Voice/Vision Holocaust Survivor Oral History Archive

Eva Ackermann - December 6, 1982

Feelings about Experience

The funny thing about uh, you want to know about feelings uh, I felt absolutely destroyed and uh, the funny part was that in a few days, I picked myself up and it was in uh, I was in a much better shape then I am today. I don't know uh, what I would--I, I try to figure it out and I just can't come up with uh, I was destroyed at the time because like I said before, I was very sure that my parents are alive. I really didn't even have any doubts and then I--suddenly I was an orphan within an hour and uh, I managed, I managed so well that uh, how I didn't uh, pull my hair out or tore my clothes off and uh, how--I don't know, but I, I guess that it was just uh, I can't figure it out, I really can't, because I'm taking it much hard...in the, in the years after uh, I started, I took it much harder than I did in that--in those years in between. The realization, I don't know, I couldn't uh, put my finger on exactly when it hit me and when it hit me--something hit me, it stayed with me every day, so when Dr. Krystal writes about feeling guilty about being alive, I don't know if, if you are familiar with him? I wrote him a letter. I never sent it, but I told him in person, I really don't--you know why I don't feel guilty?
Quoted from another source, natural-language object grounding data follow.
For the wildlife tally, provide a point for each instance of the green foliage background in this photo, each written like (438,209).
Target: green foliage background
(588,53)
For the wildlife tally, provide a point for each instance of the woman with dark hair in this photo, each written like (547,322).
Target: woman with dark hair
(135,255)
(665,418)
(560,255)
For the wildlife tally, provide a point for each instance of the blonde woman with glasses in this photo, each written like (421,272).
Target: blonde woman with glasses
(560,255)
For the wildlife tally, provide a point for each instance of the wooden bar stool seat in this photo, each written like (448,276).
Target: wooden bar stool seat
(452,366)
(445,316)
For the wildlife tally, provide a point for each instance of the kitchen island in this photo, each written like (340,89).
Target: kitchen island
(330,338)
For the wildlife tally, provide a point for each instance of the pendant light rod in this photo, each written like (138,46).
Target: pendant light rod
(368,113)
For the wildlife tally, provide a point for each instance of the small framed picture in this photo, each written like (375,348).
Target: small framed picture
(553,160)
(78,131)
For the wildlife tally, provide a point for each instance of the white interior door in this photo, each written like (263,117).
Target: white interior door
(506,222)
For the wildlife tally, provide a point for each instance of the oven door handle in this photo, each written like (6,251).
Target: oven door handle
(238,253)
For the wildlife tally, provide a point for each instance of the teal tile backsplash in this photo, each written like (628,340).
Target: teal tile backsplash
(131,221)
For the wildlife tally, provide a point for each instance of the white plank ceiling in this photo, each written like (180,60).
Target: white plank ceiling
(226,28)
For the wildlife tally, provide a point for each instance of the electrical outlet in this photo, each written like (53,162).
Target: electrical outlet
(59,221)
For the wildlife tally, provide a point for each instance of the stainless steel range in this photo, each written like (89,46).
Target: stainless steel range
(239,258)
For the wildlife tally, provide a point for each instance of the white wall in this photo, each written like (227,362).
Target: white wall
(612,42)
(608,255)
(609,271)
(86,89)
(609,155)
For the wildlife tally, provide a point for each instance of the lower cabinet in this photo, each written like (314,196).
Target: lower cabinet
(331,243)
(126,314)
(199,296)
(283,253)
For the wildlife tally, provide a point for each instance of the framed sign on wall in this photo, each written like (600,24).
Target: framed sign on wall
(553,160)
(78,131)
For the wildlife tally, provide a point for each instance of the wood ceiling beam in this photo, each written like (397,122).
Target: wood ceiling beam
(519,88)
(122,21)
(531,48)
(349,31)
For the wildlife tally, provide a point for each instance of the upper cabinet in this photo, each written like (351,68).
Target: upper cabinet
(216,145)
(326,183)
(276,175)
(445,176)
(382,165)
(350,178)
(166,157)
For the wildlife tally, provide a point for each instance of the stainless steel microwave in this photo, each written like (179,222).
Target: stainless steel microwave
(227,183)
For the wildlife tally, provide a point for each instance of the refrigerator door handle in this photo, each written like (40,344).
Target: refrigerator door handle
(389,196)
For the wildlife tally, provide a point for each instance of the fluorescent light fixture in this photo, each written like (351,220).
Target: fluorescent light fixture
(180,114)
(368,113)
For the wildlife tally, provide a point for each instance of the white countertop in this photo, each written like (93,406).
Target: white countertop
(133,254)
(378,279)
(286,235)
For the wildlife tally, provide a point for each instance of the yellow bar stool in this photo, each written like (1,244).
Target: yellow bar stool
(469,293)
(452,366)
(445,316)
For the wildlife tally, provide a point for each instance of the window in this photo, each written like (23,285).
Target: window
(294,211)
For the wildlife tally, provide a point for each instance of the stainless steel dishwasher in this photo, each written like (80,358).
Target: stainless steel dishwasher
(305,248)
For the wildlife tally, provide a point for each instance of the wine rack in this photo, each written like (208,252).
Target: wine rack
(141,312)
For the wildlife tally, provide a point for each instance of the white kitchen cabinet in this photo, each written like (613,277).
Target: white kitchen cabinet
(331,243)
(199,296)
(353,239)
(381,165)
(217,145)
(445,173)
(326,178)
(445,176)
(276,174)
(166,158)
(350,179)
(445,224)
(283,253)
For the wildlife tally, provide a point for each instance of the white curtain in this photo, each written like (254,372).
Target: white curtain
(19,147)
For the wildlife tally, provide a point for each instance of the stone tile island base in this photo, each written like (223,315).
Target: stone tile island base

Because I feel that I'm paying for the way I feel and the loss that I came to realize that I have and uh, every--if I'm--I'm not going to go through that, you know, that every day I feel destroyed, but the many occasions, the, the uh, hundreds of thousands of occasions, the heartache that I have, I feel that, that's why somehow, I, I just don't. Because I feel that that's how I'm paying for it, with the pain that I feel for the loss and the way they were lost. I can't, why, I don't have it that good. Uh, I'm not talking about materials because there is nothing that I made that I can't, that I--first of all my needs are quite simple.